«Открытое обращение по амнистии и помилованию незаконно осужденного политзаключенного Григория Грабового»

Вид материалаЗакон
Степанов В.В.
Из зала – И вывешивать надо на столбах, в газетах печатать Трепашкин М.И
Из зала – и в Международный суд? Трепашкин М.И.
Подобный материал:
1   2   3   4
Князькин С.А. – Спасибо. Сейчас мы попросим Михаила Ивановича Трепашкина, который подошел, выступить. Я только один нюанс хочу уточнить. Владимир Викторович хотел сказать, что никакого обещания по поводу воскрешения детей Беслана не было. Прозвучало, что никакого воскрешения не было. Я думаю, что это вопрос к Богу, да. Вот – никакого обещания.

Степанов В.В. – Да, да.

Князькин С.А. – Михаил Иванович, пожалуйста.
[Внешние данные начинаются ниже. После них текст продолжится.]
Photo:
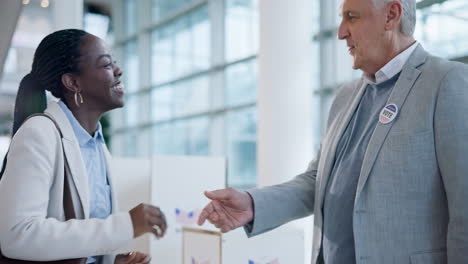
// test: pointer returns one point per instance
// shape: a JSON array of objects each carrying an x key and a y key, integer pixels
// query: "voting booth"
[{"x": 176, "y": 185}]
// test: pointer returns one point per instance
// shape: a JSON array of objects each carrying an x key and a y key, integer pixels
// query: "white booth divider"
[{"x": 176, "y": 185}]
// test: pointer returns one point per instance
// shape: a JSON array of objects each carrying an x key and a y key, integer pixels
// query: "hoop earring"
[{"x": 76, "y": 99}]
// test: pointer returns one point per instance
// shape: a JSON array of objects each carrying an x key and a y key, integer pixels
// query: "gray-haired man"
[{"x": 389, "y": 182}]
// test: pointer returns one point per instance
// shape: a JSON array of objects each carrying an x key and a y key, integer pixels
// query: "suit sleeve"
[
  {"x": 26, "y": 232},
  {"x": 451, "y": 137},
  {"x": 278, "y": 204}
]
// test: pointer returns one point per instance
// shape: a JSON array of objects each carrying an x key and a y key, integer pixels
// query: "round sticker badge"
[{"x": 388, "y": 113}]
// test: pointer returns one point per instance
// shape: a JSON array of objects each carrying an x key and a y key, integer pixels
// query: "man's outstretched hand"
[{"x": 228, "y": 209}]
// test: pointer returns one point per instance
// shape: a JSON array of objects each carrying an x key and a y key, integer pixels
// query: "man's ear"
[
  {"x": 394, "y": 14},
  {"x": 70, "y": 82}
]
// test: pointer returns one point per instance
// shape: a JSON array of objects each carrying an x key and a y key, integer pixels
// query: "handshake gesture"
[{"x": 228, "y": 209}]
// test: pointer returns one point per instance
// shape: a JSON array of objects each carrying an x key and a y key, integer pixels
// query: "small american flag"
[{"x": 186, "y": 218}]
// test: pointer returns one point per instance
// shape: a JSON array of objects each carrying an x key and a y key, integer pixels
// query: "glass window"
[
  {"x": 242, "y": 29},
  {"x": 441, "y": 28},
  {"x": 130, "y": 143},
  {"x": 241, "y": 83},
  {"x": 130, "y": 17},
  {"x": 241, "y": 128},
  {"x": 198, "y": 136},
  {"x": 184, "y": 137},
  {"x": 131, "y": 70},
  {"x": 181, "y": 47},
  {"x": 164, "y": 8},
  {"x": 161, "y": 103},
  {"x": 131, "y": 113},
  {"x": 162, "y": 139},
  {"x": 191, "y": 96}
]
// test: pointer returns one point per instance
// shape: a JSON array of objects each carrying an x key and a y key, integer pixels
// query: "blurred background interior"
[{"x": 251, "y": 80}]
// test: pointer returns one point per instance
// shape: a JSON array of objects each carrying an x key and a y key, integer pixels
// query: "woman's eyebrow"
[{"x": 104, "y": 56}]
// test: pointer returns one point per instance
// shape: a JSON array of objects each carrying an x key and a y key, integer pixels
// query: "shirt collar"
[
  {"x": 81, "y": 134},
  {"x": 393, "y": 67}
]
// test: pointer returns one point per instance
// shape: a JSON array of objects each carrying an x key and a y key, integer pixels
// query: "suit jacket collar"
[
  {"x": 73, "y": 156},
  {"x": 408, "y": 76}
]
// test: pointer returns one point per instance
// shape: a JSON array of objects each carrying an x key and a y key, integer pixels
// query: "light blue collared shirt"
[{"x": 95, "y": 163}]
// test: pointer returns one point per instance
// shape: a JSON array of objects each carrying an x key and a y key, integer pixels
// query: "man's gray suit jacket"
[{"x": 411, "y": 200}]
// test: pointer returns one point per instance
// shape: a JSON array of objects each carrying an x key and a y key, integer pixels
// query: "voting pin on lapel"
[{"x": 388, "y": 113}]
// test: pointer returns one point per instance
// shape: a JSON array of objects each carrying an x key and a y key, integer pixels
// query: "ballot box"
[{"x": 175, "y": 184}]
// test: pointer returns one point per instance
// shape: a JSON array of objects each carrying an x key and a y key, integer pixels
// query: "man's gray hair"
[{"x": 408, "y": 19}]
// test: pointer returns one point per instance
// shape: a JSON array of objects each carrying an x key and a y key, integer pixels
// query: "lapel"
[
  {"x": 403, "y": 86},
  {"x": 108, "y": 159},
  {"x": 339, "y": 125},
  {"x": 73, "y": 156}
]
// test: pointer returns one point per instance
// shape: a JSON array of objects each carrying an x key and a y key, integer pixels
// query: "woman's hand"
[
  {"x": 132, "y": 258},
  {"x": 148, "y": 219}
]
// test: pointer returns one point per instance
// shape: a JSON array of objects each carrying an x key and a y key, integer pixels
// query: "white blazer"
[{"x": 32, "y": 225}]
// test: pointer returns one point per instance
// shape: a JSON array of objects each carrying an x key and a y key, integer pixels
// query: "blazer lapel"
[
  {"x": 73, "y": 156},
  {"x": 403, "y": 86},
  {"x": 108, "y": 159},
  {"x": 339, "y": 126}
]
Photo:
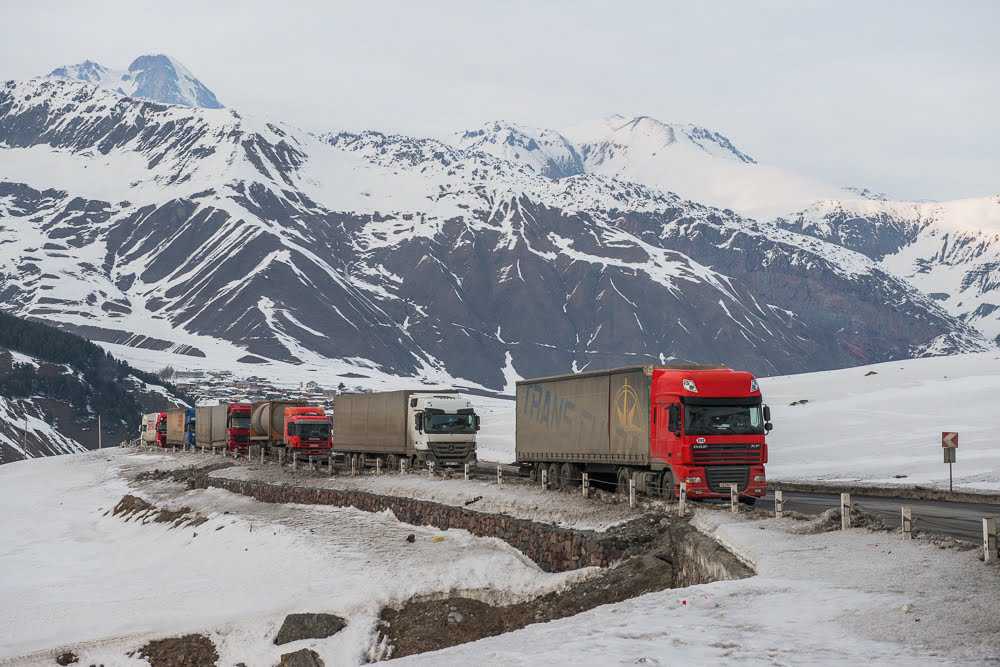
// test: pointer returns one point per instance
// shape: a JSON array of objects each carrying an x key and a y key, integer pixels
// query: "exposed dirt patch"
[
  {"x": 183, "y": 475},
  {"x": 134, "y": 508},
  {"x": 186, "y": 651}
]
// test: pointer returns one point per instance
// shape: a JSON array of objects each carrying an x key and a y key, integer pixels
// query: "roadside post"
[
  {"x": 989, "y": 539},
  {"x": 949, "y": 443},
  {"x": 845, "y": 511},
  {"x": 733, "y": 498}
]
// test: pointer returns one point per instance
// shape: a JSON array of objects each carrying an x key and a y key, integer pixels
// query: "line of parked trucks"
[{"x": 656, "y": 426}]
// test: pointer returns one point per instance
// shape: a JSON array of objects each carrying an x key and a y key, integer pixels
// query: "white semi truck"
[{"x": 419, "y": 426}]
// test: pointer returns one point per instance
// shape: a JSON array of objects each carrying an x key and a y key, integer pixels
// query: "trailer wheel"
[
  {"x": 555, "y": 480},
  {"x": 624, "y": 474},
  {"x": 569, "y": 475},
  {"x": 666, "y": 485}
]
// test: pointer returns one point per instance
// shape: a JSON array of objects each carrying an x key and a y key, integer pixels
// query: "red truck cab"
[
  {"x": 307, "y": 430},
  {"x": 238, "y": 426},
  {"x": 708, "y": 428}
]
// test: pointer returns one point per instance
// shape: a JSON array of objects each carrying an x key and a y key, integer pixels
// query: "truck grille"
[
  {"x": 451, "y": 453},
  {"x": 726, "y": 453},
  {"x": 716, "y": 476}
]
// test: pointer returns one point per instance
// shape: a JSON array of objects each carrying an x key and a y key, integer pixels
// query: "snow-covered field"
[
  {"x": 72, "y": 577},
  {"x": 868, "y": 423}
]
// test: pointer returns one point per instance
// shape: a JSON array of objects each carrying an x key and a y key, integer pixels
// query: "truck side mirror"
[{"x": 675, "y": 420}]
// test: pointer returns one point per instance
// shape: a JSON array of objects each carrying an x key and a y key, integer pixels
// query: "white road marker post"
[
  {"x": 734, "y": 500},
  {"x": 845, "y": 511},
  {"x": 989, "y": 539}
]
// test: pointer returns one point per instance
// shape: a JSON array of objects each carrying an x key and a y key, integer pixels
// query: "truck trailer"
[
  {"x": 419, "y": 426},
  {"x": 224, "y": 425},
  {"x": 292, "y": 425},
  {"x": 656, "y": 425},
  {"x": 181, "y": 428},
  {"x": 153, "y": 429}
]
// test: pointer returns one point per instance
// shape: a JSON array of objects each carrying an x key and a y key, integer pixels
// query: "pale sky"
[{"x": 900, "y": 97}]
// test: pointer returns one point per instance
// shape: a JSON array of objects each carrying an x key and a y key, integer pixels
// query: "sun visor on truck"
[{"x": 720, "y": 402}]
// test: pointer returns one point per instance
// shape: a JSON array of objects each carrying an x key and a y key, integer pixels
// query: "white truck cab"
[{"x": 442, "y": 427}]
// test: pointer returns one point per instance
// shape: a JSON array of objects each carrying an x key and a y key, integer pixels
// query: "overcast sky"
[{"x": 902, "y": 97}]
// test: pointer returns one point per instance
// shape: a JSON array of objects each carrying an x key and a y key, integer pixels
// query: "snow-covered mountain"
[
  {"x": 949, "y": 250},
  {"x": 155, "y": 77},
  {"x": 696, "y": 163},
  {"x": 205, "y": 232}
]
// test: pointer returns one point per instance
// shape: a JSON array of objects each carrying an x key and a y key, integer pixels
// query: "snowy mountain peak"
[
  {"x": 544, "y": 151},
  {"x": 153, "y": 77}
]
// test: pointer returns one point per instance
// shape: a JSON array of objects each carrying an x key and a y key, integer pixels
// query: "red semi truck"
[
  {"x": 153, "y": 430},
  {"x": 294, "y": 425},
  {"x": 224, "y": 425},
  {"x": 656, "y": 425}
]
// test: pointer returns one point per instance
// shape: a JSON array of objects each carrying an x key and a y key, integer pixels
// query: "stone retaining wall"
[{"x": 554, "y": 549}]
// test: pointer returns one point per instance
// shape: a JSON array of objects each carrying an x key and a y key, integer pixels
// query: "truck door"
[{"x": 666, "y": 443}]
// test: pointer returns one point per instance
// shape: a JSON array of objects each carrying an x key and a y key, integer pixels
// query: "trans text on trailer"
[{"x": 656, "y": 425}]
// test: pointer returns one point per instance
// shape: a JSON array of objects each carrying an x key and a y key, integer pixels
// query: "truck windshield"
[
  {"x": 464, "y": 423},
  {"x": 239, "y": 421},
  {"x": 313, "y": 430},
  {"x": 723, "y": 420}
]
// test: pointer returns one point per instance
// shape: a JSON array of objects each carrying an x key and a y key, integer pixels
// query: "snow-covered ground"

Трепашкин М.И. – Да, я думаю, что здесь уже основные вопросы все осветили, Я бы хотел добавить, что я только что выступал на «Народном Радио», до этого у меня брал интервью как раз по сегодняшней пресс–конференции представитель Интерфакса. В связи с чем решили обратиться, как это соотносится с требованиями закона, и тому подобное. Значит, и третья дата, которую я тоже хотел бы сразу увязать, в дальнейшем я просто затрону, может быть, вопросы как раз будут. 10–го ноября этого года в Государственной Думе было заседание с участием 50 членов парламентской ассамблеи Совета Европы, со всех стран приехали, которые были озадачены рядом вопросов. Наряду с вопросами коррупции, с вопросами протокола четырнадцать Европейской Конвенции «О защите прав человека и основных свобод», предусматривающий ускоренную процедуру рассмотрения дел в Европейском суде. Россия не подписывает почему–то этот протокол, и заканчивая, значит – как разработать меры по противодействию, по защите разоблачителей, так оно звучало. По защите разоблачителей. То есть те лица, которые в государстве как только выступят где–то против, или вопреки, скажем, мнению руководителей, их начинают сразу преследовать.
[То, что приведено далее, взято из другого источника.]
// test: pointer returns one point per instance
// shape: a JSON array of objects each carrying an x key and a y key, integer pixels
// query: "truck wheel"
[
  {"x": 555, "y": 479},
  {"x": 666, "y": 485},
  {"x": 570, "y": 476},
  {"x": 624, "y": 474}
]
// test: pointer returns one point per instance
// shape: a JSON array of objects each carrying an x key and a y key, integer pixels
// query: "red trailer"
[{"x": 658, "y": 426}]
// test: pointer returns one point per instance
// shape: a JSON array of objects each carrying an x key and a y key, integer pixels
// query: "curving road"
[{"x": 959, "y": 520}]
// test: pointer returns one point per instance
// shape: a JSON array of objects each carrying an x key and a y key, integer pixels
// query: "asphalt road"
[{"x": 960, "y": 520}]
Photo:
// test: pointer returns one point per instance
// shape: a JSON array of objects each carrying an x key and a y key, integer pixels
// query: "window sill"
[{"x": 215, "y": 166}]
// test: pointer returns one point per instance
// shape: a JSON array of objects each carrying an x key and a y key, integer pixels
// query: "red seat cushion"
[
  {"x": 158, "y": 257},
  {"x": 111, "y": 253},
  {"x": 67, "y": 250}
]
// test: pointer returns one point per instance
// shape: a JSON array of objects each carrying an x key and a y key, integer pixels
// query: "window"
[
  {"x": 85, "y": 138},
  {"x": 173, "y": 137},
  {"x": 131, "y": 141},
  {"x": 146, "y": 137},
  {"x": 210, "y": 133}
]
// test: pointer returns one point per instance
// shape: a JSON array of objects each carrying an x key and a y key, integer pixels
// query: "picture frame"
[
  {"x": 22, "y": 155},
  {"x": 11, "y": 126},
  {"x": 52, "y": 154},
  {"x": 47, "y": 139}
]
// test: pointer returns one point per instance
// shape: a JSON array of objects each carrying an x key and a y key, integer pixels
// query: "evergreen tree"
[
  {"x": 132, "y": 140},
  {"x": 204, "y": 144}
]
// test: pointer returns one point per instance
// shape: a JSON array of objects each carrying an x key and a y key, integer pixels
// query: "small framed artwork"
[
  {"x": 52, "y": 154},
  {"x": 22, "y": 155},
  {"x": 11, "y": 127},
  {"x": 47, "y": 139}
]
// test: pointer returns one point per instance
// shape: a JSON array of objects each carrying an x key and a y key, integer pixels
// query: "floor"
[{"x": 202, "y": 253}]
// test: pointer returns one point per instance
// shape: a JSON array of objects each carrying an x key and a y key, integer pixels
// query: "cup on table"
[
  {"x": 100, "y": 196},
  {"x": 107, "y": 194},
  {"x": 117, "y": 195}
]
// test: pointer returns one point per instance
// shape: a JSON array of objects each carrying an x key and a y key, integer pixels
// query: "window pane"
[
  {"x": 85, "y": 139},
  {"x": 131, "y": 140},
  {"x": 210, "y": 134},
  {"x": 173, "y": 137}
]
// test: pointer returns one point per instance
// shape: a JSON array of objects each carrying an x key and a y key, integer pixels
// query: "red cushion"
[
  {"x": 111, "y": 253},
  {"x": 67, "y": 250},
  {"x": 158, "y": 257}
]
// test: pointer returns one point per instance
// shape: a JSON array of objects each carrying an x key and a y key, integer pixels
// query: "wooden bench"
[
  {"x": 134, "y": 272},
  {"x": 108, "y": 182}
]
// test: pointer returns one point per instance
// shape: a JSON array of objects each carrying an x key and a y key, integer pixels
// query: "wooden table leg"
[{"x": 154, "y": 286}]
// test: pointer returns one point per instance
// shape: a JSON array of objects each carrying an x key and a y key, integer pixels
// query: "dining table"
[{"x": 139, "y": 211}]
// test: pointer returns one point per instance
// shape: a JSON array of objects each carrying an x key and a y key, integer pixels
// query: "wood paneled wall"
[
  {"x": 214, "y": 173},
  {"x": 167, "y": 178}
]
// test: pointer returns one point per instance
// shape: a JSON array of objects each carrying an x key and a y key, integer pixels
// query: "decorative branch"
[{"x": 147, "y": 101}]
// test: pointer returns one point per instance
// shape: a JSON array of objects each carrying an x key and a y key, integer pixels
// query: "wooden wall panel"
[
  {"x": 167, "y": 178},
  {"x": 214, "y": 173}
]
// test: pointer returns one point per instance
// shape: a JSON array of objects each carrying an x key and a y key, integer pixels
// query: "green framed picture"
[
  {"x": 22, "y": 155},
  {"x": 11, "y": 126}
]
Начну, наверное, с первого, где было интервью с представителем Интерфакса. Значит, снова всплыл вопрос, все же за что конкретно осудили Григория Петровича Грабового. По прежнему еще мнение таково, что он занимался мошенничеством, брал деньги за, скажем, ложные обещания. И очень–очень тяжело, как говорится, переубедить, но можно в тоже время. Когда начинаешь показывать конкретные факты, как фабриковалось дело, как оно устроено, у людей мнение меняется.
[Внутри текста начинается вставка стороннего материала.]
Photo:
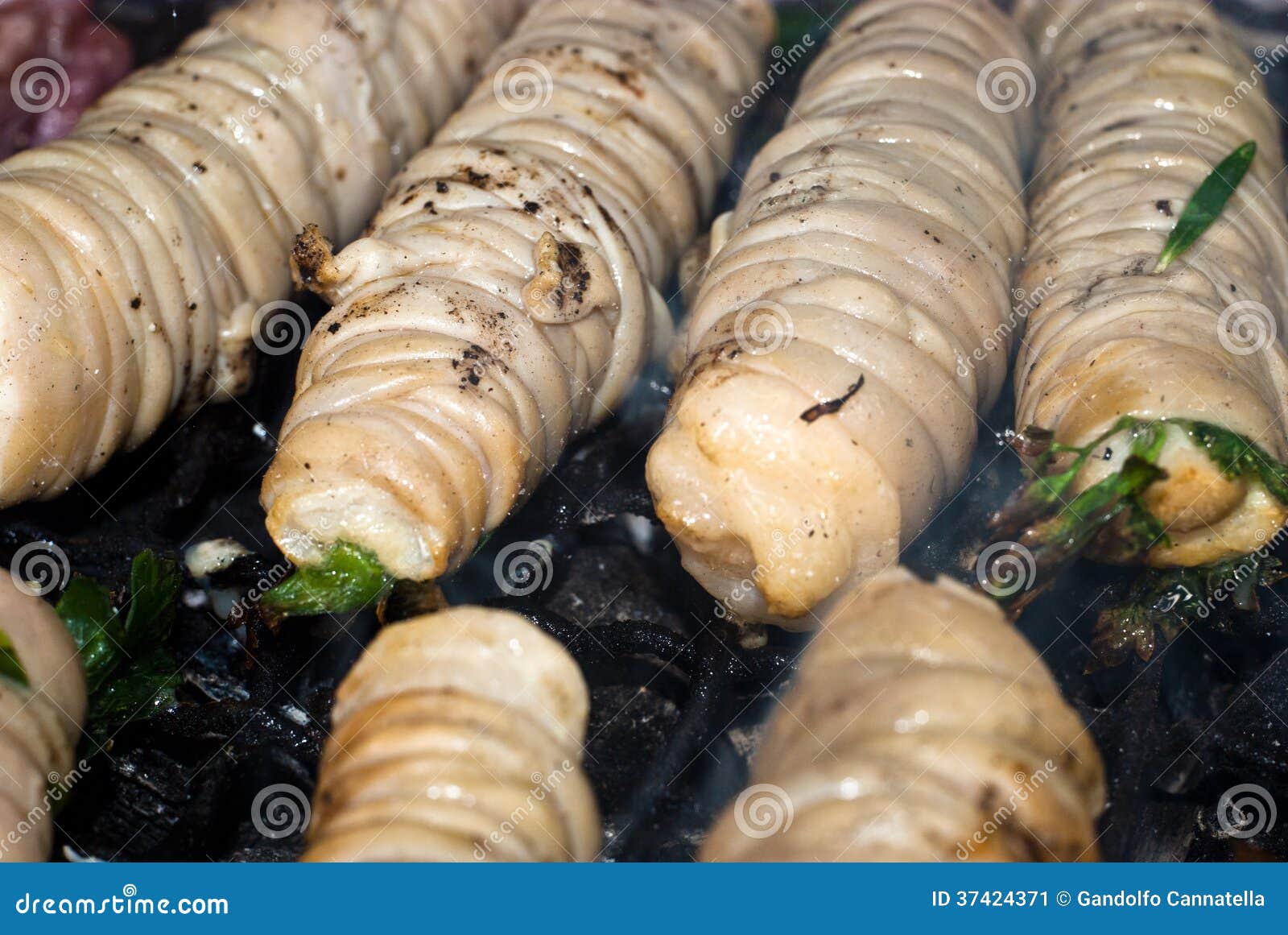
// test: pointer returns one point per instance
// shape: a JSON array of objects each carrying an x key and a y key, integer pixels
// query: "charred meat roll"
[
  {"x": 457, "y": 737},
  {"x": 506, "y": 298},
  {"x": 43, "y": 707},
  {"x": 850, "y": 322},
  {"x": 139, "y": 254},
  {"x": 921, "y": 726},
  {"x": 1167, "y": 383}
]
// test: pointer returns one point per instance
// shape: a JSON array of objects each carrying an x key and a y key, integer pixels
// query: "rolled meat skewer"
[
  {"x": 137, "y": 257},
  {"x": 852, "y": 322},
  {"x": 1179, "y": 366},
  {"x": 40, "y": 722},
  {"x": 457, "y": 737},
  {"x": 921, "y": 726},
  {"x": 506, "y": 299}
]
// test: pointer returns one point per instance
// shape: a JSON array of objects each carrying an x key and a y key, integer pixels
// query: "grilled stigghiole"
[
  {"x": 446, "y": 728},
  {"x": 42, "y": 714},
  {"x": 506, "y": 298},
  {"x": 921, "y": 726},
  {"x": 852, "y": 324},
  {"x": 138, "y": 251},
  {"x": 1120, "y": 358}
]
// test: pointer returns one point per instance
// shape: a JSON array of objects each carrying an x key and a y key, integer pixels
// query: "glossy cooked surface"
[
  {"x": 1137, "y": 103},
  {"x": 506, "y": 296},
  {"x": 921, "y": 726},
  {"x": 853, "y": 320},
  {"x": 457, "y": 737},
  {"x": 138, "y": 251}
]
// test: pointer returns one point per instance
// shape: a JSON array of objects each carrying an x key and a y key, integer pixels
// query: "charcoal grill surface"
[{"x": 676, "y": 698}]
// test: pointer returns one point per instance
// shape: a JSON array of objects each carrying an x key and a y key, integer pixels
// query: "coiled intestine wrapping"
[
  {"x": 506, "y": 298},
  {"x": 40, "y": 722},
  {"x": 457, "y": 737},
  {"x": 138, "y": 251},
  {"x": 854, "y": 318},
  {"x": 1143, "y": 98},
  {"x": 921, "y": 726}
]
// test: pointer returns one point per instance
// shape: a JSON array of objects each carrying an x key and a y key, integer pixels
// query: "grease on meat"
[
  {"x": 506, "y": 296},
  {"x": 853, "y": 320}
]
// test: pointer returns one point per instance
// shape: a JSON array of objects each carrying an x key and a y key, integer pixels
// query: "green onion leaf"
[
  {"x": 1208, "y": 202},
  {"x": 10, "y": 666},
  {"x": 128, "y": 668},
  {"x": 348, "y": 578}
]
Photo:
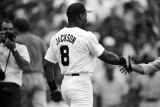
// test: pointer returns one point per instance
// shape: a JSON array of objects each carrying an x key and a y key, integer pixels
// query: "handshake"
[{"x": 125, "y": 65}]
А это дело – оно однозначно, оно однозначно результат несправедливого правосудия и результат, как говорится, преследования неугодных властями. Когда суд, суды начинают выступать в качестве административного органа, если сказали: «фас», то человека все равно осудят. Потому что у Григория Петровича Грабового то, что есть в обвинительном заключении, оно максимально может охватываться гражданско – процессуальным Кодексом Российской Федерации, гражданско– правовые отношения. И ничего уголовного там не усматривается, не усматривается. А теперь, что касается этого обращения – оно необходимо. Поднимать эти вопросы необходимо.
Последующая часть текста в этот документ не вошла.